И это написано в XVIII веке! Какая смелость! Особенно по сравнению с нашим временем. Мы ведь пишем словно для девиц с косичками. А уже и Пушкина это злило.

Сережа Громан отвел взгляд к окну, за которым орали коты, вероятно тоже юные, девятнадцатилетние, но, разумеется, не по нашему человеческому летосчислению, а по их – котиному.

Мне было приятно мучить и пытать моего друга.

– Вот вам, Сережа, – сказал я, – только что исполни лось пятнадцать…

Тут не только его щеки, но лоб, нос и подбородок стыдливо запунцовели.

– Ну, Сережа, по правде… Вы ведь всегда говорите правду…

Он в жизни все делал «принципиально». И действительно – «из принципа» говорил только правду, хотя это было не совсем приятно окружающим и довольно трудно для него самого.

– Так вот, Сережа, «по чистой правде», для вас в пятнадцать лет, а не в девятнадцать, как было Нехлюдову, все молодые привлекательные женщины – не женщины?.. А только люди?..

Он, проповедующий из принципа «чистоту до брака», взглянул на меня почти с ненавистью. Так, вероятно, при Иване Грозном смотрели пытаемые на мастера по дыбе и колесу.

– Нет… для меня… они… к сожалению… не всегда… толь ко люди, а…

И, не договорив, громко проглотил слюну.

– А кто?

– Женщины! – ответил он, покрываясь испариной. – Мне стыдно, но это так. Может быть, я чудовище и негодяй.

– Нет, Сережа! – поспешил я утешить его. – И для меня тоже – женщины. Но я не считаю себя чудовищем. Да, не считаю. Потому что понял: это нормально, это в природе человека. И никакие тут «крылышки» мамы помочь не могут.
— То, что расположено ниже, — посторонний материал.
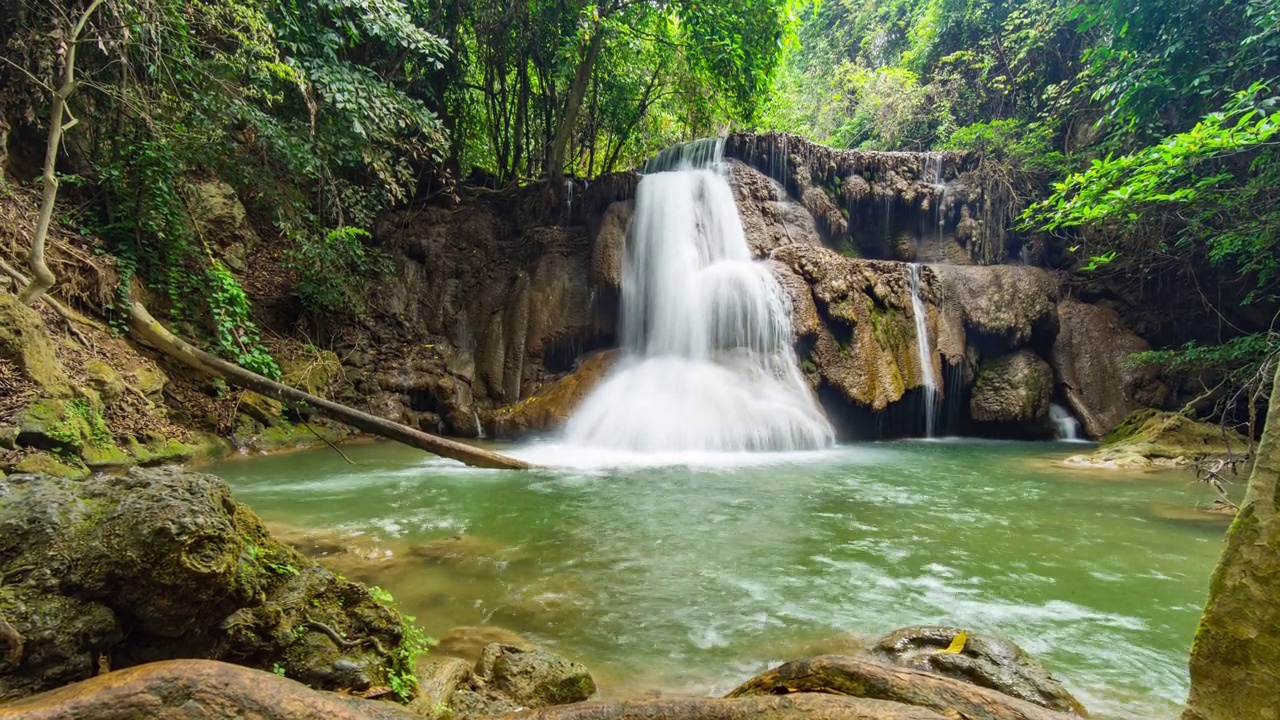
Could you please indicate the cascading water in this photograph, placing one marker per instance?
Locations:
(1065, 425)
(705, 331)
(922, 342)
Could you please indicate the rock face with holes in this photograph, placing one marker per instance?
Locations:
(1091, 360)
(499, 305)
(113, 572)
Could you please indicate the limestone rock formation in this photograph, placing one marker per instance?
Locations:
(485, 297)
(502, 679)
(859, 337)
(549, 406)
(1013, 388)
(1010, 305)
(27, 345)
(983, 660)
(159, 564)
(873, 203)
(1091, 361)
(197, 689)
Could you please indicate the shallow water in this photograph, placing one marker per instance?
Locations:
(696, 574)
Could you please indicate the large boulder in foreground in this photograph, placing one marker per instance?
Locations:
(158, 564)
(983, 660)
(1091, 360)
(196, 689)
(1155, 438)
(1013, 388)
(551, 406)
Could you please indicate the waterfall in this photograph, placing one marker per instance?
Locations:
(705, 331)
(1065, 425)
(922, 342)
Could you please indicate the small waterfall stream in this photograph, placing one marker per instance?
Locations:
(1065, 424)
(705, 331)
(922, 337)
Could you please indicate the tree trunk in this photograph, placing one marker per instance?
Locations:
(42, 278)
(576, 92)
(152, 332)
(839, 674)
(1235, 657)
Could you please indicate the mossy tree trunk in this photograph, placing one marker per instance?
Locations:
(41, 277)
(152, 332)
(1235, 659)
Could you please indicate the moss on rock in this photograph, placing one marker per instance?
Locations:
(161, 563)
(1152, 437)
(26, 342)
(48, 464)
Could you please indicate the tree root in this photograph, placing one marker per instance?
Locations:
(839, 674)
(343, 643)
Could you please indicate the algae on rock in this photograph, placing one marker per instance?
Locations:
(161, 563)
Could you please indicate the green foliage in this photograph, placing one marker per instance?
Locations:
(332, 269)
(1019, 145)
(1239, 352)
(414, 643)
(1221, 176)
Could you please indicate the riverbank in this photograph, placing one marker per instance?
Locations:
(640, 572)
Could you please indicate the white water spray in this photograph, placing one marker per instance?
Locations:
(922, 342)
(705, 332)
(1065, 425)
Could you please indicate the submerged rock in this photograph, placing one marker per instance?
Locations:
(158, 564)
(983, 660)
(533, 678)
(469, 642)
(1013, 388)
(1155, 438)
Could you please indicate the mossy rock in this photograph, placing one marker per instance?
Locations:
(1159, 434)
(71, 427)
(26, 342)
(261, 409)
(104, 379)
(161, 563)
(147, 379)
(288, 436)
(45, 463)
(312, 373)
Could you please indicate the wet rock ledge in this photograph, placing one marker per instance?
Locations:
(155, 596)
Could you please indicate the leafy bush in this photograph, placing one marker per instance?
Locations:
(333, 269)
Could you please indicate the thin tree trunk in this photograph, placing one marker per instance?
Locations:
(577, 91)
(1235, 657)
(151, 331)
(42, 278)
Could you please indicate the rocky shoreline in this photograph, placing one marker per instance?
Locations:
(154, 595)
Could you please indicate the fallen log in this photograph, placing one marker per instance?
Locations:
(840, 674)
(150, 329)
(196, 689)
(805, 706)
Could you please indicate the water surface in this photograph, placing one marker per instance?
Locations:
(694, 575)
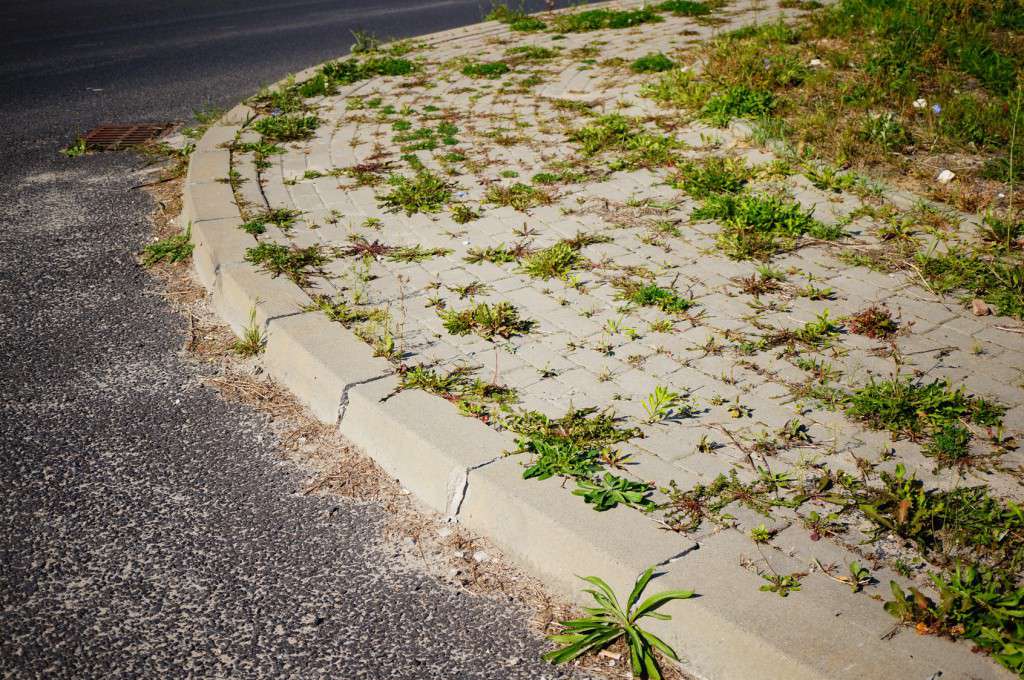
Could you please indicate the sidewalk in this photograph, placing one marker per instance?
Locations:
(462, 206)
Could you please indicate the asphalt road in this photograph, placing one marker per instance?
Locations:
(147, 528)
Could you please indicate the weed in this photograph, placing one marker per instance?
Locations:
(996, 282)
(425, 193)
(910, 409)
(283, 218)
(820, 525)
(488, 70)
(759, 226)
(287, 127)
(346, 72)
(498, 254)
(812, 292)
(654, 62)
(609, 622)
(176, 248)
(365, 42)
(470, 290)
(607, 491)
(531, 52)
(829, 177)
(341, 311)
(582, 428)
(640, 147)
(780, 584)
(296, 263)
(553, 262)
(664, 404)
(949, 445)
(516, 18)
(417, 253)
(685, 510)
(556, 458)
(685, 7)
(253, 339)
(518, 196)
(979, 604)
(715, 174)
(473, 396)
(546, 178)
(595, 19)
(737, 101)
(76, 149)
(875, 322)
(501, 320)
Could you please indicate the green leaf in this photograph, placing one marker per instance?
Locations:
(655, 601)
(659, 644)
(639, 587)
(606, 589)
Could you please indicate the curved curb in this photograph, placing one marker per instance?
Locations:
(453, 464)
Хочется забежать вперед, в двадцатые годы, и рассказать про свою последнюю встречу с Сережей Громаном.

Москва. Мы с Есениным жили в коммунальной квартире.

Вечер. Раздались звонки у парадной двери: раз… два… три… четыре…
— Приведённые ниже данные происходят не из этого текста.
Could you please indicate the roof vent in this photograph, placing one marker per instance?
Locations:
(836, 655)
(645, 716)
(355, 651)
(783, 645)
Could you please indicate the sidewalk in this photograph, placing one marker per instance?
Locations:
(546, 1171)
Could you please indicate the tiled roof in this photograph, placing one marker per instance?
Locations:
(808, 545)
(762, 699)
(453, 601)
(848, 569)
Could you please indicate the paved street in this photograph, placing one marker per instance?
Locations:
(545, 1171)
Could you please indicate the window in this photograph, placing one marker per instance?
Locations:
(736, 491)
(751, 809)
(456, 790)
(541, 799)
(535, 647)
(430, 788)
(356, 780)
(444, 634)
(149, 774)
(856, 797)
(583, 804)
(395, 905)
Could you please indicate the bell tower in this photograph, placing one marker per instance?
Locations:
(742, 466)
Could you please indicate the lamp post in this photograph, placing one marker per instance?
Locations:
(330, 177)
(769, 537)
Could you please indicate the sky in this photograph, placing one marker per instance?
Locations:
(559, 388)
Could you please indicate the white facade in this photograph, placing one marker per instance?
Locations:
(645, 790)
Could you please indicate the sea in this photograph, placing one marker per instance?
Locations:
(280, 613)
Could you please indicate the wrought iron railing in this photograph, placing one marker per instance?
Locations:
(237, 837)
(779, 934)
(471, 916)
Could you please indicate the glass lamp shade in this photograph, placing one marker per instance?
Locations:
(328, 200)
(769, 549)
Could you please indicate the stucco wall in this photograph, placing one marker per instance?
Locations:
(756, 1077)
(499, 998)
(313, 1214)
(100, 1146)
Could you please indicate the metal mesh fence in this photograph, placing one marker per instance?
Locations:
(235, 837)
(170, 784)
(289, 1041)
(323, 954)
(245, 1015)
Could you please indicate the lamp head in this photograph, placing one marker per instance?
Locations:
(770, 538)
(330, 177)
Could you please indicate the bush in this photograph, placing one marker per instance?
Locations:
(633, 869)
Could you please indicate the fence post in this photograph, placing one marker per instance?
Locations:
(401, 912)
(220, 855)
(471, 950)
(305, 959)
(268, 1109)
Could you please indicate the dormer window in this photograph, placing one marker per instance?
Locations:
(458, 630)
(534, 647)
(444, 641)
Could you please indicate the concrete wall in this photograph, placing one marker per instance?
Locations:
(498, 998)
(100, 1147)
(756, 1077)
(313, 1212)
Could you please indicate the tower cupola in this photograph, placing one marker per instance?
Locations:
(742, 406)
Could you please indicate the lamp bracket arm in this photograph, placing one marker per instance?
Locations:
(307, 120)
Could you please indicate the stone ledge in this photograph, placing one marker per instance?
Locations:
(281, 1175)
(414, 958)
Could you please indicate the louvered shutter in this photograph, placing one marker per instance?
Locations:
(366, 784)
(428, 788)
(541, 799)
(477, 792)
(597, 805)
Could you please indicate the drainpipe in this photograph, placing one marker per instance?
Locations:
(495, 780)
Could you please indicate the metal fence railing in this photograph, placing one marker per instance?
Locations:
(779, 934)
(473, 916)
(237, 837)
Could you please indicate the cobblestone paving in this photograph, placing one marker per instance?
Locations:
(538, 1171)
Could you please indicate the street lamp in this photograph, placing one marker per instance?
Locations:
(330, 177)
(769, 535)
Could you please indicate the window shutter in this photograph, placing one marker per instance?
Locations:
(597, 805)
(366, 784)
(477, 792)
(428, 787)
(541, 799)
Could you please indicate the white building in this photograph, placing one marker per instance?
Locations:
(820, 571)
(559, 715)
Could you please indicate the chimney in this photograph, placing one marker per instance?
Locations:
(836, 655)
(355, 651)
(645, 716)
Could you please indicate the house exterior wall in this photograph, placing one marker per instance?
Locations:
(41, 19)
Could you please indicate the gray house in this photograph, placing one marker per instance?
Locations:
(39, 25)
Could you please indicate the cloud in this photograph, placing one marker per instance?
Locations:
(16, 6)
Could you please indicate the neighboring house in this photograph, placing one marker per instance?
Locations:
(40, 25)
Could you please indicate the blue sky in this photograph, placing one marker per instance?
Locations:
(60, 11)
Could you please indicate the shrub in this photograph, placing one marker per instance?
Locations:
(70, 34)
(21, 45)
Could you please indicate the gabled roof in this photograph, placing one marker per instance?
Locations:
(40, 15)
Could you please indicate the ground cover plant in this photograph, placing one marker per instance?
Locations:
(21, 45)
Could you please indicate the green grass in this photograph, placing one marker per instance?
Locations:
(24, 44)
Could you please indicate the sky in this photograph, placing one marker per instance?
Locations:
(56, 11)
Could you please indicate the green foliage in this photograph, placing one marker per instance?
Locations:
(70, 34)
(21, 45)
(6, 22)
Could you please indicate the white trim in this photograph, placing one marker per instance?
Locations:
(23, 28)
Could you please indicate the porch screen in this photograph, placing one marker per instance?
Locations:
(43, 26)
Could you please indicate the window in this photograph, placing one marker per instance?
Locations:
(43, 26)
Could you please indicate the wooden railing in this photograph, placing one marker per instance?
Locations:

Я проскрипел челюстями, чертыхнулся, огрызнулся и, прикрыв рукопись однотомником Пушкина, раздраженно положил карандаш. «Кого еще принесла нелегкая!»

Кто-то из соседей открыл гостю дверь.

– Можно войти? – спросил чужой хриплый голос.

– Можно.

И я тут же вскочил со стула:

– Сережа!..

– Не ждали, Анатолий? Мы, конечно, поцеловались.

– Может быть, я не вовремя?

Он, как и в далекие времена, сложил губы обиженным бантиком. Но что это был за бантик! Какой жалкий! Я воскликнул:

– Очень удачно пришли! Страшно рад! Я валялся на кровати, поплевывая в потолок… Раздевайтесь, Сережа.

И принялся торопливо стаскивать с него облезлую оленью доху.

– А где Есенин? Вы ведь живете вместе?

– Да. Он сейчас в бане.

– Довольно способный парень, – снисходительно промолвил Громан. – К сожалению, с эсеровщинкой.

Два-три года тому назад мой пензенский друг, став председателем Всероссийской эвакуационной комиссии при Совете Народных Комиссаров, разъезжал в громадной желтой машине по голодной, холодной и мужественной Москве. Мне казалось, что город похож на святого и на пророка. Его каменные щеки ввалились, и худое немытое тело прикрывало рубище. Но глаза Москвы были как пылающие печи. А голос – как у бури. Выражаясь библейским языком.

В те дни Сережа Громан не расставался с толстым портфелем из крокодиловой кожи и ходил в превосходной оленьей дохе, полученной по ордеру. Она была сшита на рост Петра Великого. Председатель эвакуационной комиссии путался в ней, как мадам Сан-Жен в придворном платье со шлейфом.

– Большевики меня ценят, – говорил Сережа Громан, величаво надуваясь. – Я с ними работаю, но отношусь к ним, если хотите знать, весьма критически: европеизма товарищам не хватает. Широких плехановских обобщений.

Двадцатилетний Громан не только критиковал, но и столь же ревностно эвакуировал. Вероятно, что нужно и что не нужно. В конце концов, как нетрудно догадаться, наэвакуировался и накритиковался до Лубянки.